On the fine-tuning of the size and resonance frequency of microfluidically-generated monodisperse microbubbles

Monodisperse microbubbles with diameters less than 10 μm are desirable in several ultrasound imaging and therapeutic delivery applications. Microfluidics technology has the unique advantage of generating size-controlled monodisperse microbubbles, and it is now well-established that the diameter of microfluidically-made bubbles can be tuned by varying the liquid flow rate, gas pressure, and the dimensions of the microfluidic channel. It is also observed that once the microbubbles form, the bubbles shrink and eventually stabilize to a final equilibrium diameter.

However, how the lipid solution concentration affects the degree of i) bubble shrinkage, ii) final stable size of microbubbles, iii) microbubble resonance frequency, and iv) microbubble shell viscoelasticity has not been thoroughly examined. Additionally, how the MB shell viscoelasticity and resonance frequency vary with changes in bubble manufacturing method is still unknown.
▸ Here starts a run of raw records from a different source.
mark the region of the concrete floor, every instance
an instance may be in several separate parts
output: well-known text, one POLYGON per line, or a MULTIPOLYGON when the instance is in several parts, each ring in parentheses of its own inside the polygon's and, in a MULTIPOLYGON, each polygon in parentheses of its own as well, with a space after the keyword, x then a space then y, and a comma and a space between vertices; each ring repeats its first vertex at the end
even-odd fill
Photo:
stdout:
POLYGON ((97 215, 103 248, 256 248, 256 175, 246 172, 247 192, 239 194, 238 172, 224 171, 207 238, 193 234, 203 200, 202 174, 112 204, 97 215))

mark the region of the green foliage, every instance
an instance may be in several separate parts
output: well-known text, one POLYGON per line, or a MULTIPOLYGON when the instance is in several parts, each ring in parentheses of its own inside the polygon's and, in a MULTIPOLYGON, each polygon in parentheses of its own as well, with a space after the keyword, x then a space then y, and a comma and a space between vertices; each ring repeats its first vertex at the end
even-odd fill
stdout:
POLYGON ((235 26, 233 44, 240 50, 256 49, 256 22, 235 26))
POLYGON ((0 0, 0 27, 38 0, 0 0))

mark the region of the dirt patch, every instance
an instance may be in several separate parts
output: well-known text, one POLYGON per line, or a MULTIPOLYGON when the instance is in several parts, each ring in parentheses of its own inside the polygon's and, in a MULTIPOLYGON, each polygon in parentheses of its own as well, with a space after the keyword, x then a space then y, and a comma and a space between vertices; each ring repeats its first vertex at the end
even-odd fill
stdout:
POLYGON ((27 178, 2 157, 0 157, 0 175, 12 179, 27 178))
This thesis is based on the hypothesis that the arrangement of lipids on the gas-liquid interface of microbubbles affects their acoustic behavior. The experiments were carried out to examine approaches for controlling the properties of bubbles, such as their size and the viscoelasticity of their shells. Specifically, the goals of this project are to i) generate monodisperse bubbles using a flow-focusing microfluidic device and observe the effect of gas composition and lipid concentration on the degree of microbubble shrinkage, ii) investigate the influence of microbubble final diameter and lipid concentration in the aqueous phase on the resonance frequency and shell viscoelastic properties of microbubbles, and iii) compare the microbubble resonance frequency and shell viscoelasticity on the linear behavior of microbubbles for microbubbles that have been size-sorted following conventional agitation and microbubbles generated using microfluidics.

Our results indicate that with increasing lipid concentration, the degree of microbubble shrinkage is decreased. We observe no dependency of microbubble shrinkage on gas composition. We also demonstrate that the resonance frequency increases by 180-210% with increasing lipid concentration (from 5.6 to 16.0 mg/mL) for the same bubble diameter. We also determine that microbubble shell viscoelasticity increases with increasing lipid concentration and microbubble final diameter, and the level of change depends on the degree of microbubble shrinkage. Finally, our results demonstrate that microbubbles that have been size-sorted following agitation resonate at higher resonance frequencies in comparison with microbubbles of the same final mean diameter generated using microfluidics. We anticipate that this approach for generating and tuning the size and shell viscoelasticity of monodisperse microbubbles will find utility in biomedical applications, such as contrast-enhanced ultrasound imaging and ultrasound-triggered gene delivery.